A: I do indeed. In fact, throughout the year I come across all sorts of business tips and ideas that never make it into a column for one reason or another, so answering this question seems to be a good time to share two of the best of the rest.

Get a handle on email:Are you being emailed to death? I know sometimes I feel I am. Indeed, lately it seems like I send and receive email for a living, and that is not a good thing at all.

Apparently I am not alone. Check out these statistics I recently read:

66% of people not only read email every day, most also expect a response the same day.

41% of us check e-mail first thing in the morning.

61% of us check it while on vacation.

"Crackberry" was named the 2006 Webster's New World Collegiate Dictionary New Word of the Year.

Here's my favorite email stat: In 2005, a psychiatrist in London gave IQ tests to three groups: The first group was distracted by e-mail and ringing phones, the second was stoned, and the third was the control group with no impediments.

Of course the third group scored the best on the IQ test. But the surprise is that the stoners did better than the e-mailers by an average of 6 points. Now that's sobering.

So just how do you get a handle on email? Here are a few ways:

Get a good, nay great, anti-spam program. This saves so much time it is amazing. Personally, as the last one I had ended up flagging a good 10% of legitimate emails as spam, I spent just as much time sorting through the spam folder. What a joke.

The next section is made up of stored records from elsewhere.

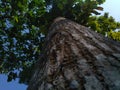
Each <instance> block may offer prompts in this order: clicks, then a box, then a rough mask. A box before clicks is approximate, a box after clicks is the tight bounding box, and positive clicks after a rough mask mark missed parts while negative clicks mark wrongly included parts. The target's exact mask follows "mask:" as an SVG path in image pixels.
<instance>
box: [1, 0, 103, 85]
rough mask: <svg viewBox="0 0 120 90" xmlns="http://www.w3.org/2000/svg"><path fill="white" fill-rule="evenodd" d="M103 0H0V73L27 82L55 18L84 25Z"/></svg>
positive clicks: (99, 8) (10, 79)
mask: <svg viewBox="0 0 120 90" xmlns="http://www.w3.org/2000/svg"><path fill="white" fill-rule="evenodd" d="M104 2H105V0H0V73H6V74H8V81H11V80H12V79H15V78H17V77H18V78H20V82H21V83H26V84H27V83H28V82H29V80H30V79H29V78H30V77H31V72H32V69H33V66H34V63H35V62H36V61H37V60H38V58H39V57H40V53H41V50H42V47H43V42H44V37H45V36H46V34H47V32H48V28H49V26H50V25H51V23H52V21H53V19H54V18H56V17H59V16H63V17H66V18H69V19H71V20H74V21H76V22H78V23H80V24H82V25H87V22H88V18H89V16H91V14H92V13H94V14H96V15H99V14H100V13H98V11H97V10H103V8H102V7H100V6H99V5H100V4H102V3H104Z"/></svg>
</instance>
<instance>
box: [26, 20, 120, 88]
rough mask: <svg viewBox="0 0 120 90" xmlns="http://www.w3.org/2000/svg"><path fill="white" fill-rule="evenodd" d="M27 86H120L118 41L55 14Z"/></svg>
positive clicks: (119, 65) (103, 87)
mask: <svg viewBox="0 0 120 90" xmlns="http://www.w3.org/2000/svg"><path fill="white" fill-rule="evenodd" d="M28 90H120V43H119V42H115V41H113V40H112V39H109V38H107V37H104V36H103V35H101V34H98V33H95V32H94V31H92V30H90V29H89V28H86V27H84V26H82V25H79V24H77V23H75V22H72V21H70V20H68V19H65V18H57V19H56V20H55V21H54V23H53V24H52V26H51V27H50V29H49V34H48V35H47V37H46V39H45V44H44V49H43V55H42V56H41V57H40V59H39V61H38V62H37V63H36V65H35V69H34V74H33V77H32V79H31V81H30V84H29V87H28Z"/></svg>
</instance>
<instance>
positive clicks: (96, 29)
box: [88, 13, 120, 36]
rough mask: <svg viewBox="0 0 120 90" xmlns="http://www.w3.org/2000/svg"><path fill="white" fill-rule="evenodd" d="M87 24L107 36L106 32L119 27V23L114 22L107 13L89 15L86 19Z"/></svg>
mask: <svg viewBox="0 0 120 90" xmlns="http://www.w3.org/2000/svg"><path fill="white" fill-rule="evenodd" d="M88 26H89V27H90V28H91V29H93V30H94V31H96V32H98V33H101V34H103V35H106V36H108V33H110V32H111V31H115V30H116V29H119V28H120V23H119V22H116V21H115V19H114V18H113V17H112V16H109V14H108V13H104V15H103V16H99V17H97V16H91V17H90V18H89V21H88Z"/></svg>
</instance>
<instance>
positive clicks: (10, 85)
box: [0, 0, 120, 90]
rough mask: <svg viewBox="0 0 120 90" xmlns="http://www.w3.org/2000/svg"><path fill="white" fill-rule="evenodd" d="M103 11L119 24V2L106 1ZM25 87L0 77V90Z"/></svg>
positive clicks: (22, 87)
mask: <svg viewBox="0 0 120 90" xmlns="http://www.w3.org/2000/svg"><path fill="white" fill-rule="evenodd" d="M101 6H103V8H104V11H103V12H101V13H102V14H103V13H104V12H109V15H110V16H113V17H114V18H115V20H116V21H119V22H120V12H119V11H120V0H106V2H105V3H104V4H103V5H101ZM26 88H27V86H26V85H24V84H18V80H16V81H12V82H9V83H8V82H7V77H6V76H5V75H0V90H26Z"/></svg>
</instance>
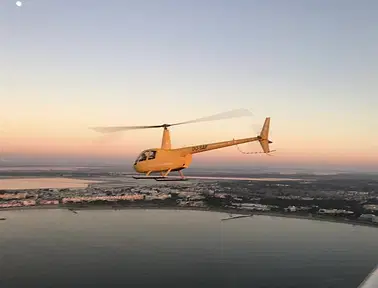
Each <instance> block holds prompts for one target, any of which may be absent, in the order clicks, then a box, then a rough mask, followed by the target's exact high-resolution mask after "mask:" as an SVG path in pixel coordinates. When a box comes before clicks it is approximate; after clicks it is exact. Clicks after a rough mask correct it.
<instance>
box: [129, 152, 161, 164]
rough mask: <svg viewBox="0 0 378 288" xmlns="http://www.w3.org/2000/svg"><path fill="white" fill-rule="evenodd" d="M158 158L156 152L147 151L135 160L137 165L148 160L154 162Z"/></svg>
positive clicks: (138, 156) (143, 152)
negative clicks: (136, 163) (149, 160)
mask: <svg viewBox="0 0 378 288" xmlns="http://www.w3.org/2000/svg"><path fill="white" fill-rule="evenodd" d="M155 157H156V150H146V151H143V152H142V153H140V154H139V156H138V158H137V159H136V160H135V163H134V165H135V164H136V163H138V162H142V161H146V160H153V159H155Z"/></svg>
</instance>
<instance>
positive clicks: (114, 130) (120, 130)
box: [91, 125, 163, 133]
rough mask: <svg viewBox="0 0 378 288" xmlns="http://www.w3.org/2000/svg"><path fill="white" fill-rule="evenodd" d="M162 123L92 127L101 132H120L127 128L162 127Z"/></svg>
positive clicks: (130, 129) (124, 129) (148, 127)
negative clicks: (103, 126) (159, 123)
mask: <svg viewBox="0 0 378 288" xmlns="http://www.w3.org/2000/svg"><path fill="white" fill-rule="evenodd" d="M161 127H163V126H162V125H152V126H114V127H113V126H112V127H92V128H91V129H92V130H94V131H96V132H101V133H111V132H119V131H125V130H137V129H149V128H161Z"/></svg>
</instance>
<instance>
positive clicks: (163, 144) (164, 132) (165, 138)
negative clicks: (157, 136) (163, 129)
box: [161, 127, 171, 150]
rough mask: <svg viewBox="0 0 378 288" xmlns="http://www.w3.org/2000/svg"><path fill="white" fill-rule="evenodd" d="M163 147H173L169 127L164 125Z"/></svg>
mask: <svg viewBox="0 0 378 288" xmlns="http://www.w3.org/2000/svg"><path fill="white" fill-rule="evenodd" d="M161 149H167V150H169V149H171V136H170V133H169V130H168V128H167V127H164V131H163V139H162V140H161Z"/></svg>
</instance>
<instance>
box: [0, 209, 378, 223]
mask: <svg viewBox="0 0 378 288" xmlns="http://www.w3.org/2000/svg"><path fill="white" fill-rule="evenodd" d="M39 209H43V210H48V209H51V210H56V209H60V210H69V209H70V210H74V211H78V212H79V211H80V210H128V209H129V210H135V209H139V210H152V209H160V210H178V211H202V212H218V213H227V214H235V215H253V216H255V215H256V216H268V217H277V218H292V219H299V220H313V221H323V222H329V223H340V224H349V225H353V226H368V227H373V228H378V223H373V222H363V221H359V220H349V219H345V218H333V217H329V216H320V215H312V216H310V215H300V214H294V213H292V214H289V213H279V212H260V211H253V210H242V209H240V210H235V209H227V208H208V207H204V208H202V207H177V206H157V205H133V206H111V205H96V206H95V205H89V206H75V205H65V206H64V205H45V206H42V205H36V206H23V207H10V208H0V214H1V212H7V211H20V210H39Z"/></svg>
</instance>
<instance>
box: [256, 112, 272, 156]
mask: <svg viewBox="0 0 378 288" xmlns="http://www.w3.org/2000/svg"><path fill="white" fill-rule="evenodd" d="M269 127H270V117H267V118H265V122H264V126H263V128H262V129H261V132H260V139H259V142H260V145H261V148H262V149H263V151H264V153H269V152H271V151H270V148H269V144H270V143H272V141H269Z"/></svg>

Set aside time, once or twice a day, to handle email, and stick to it. And no, not everything needs an immediate response.

Outsource it. There are plenty of services that can sort though and deal with a lot of your email and prioritize the rest.

Which leads me to

Get a handle on time management:In his great book The 4-Hour Workweek, author Timothy Ferris says that it is possible to work, well, four hours week and still be highly productive.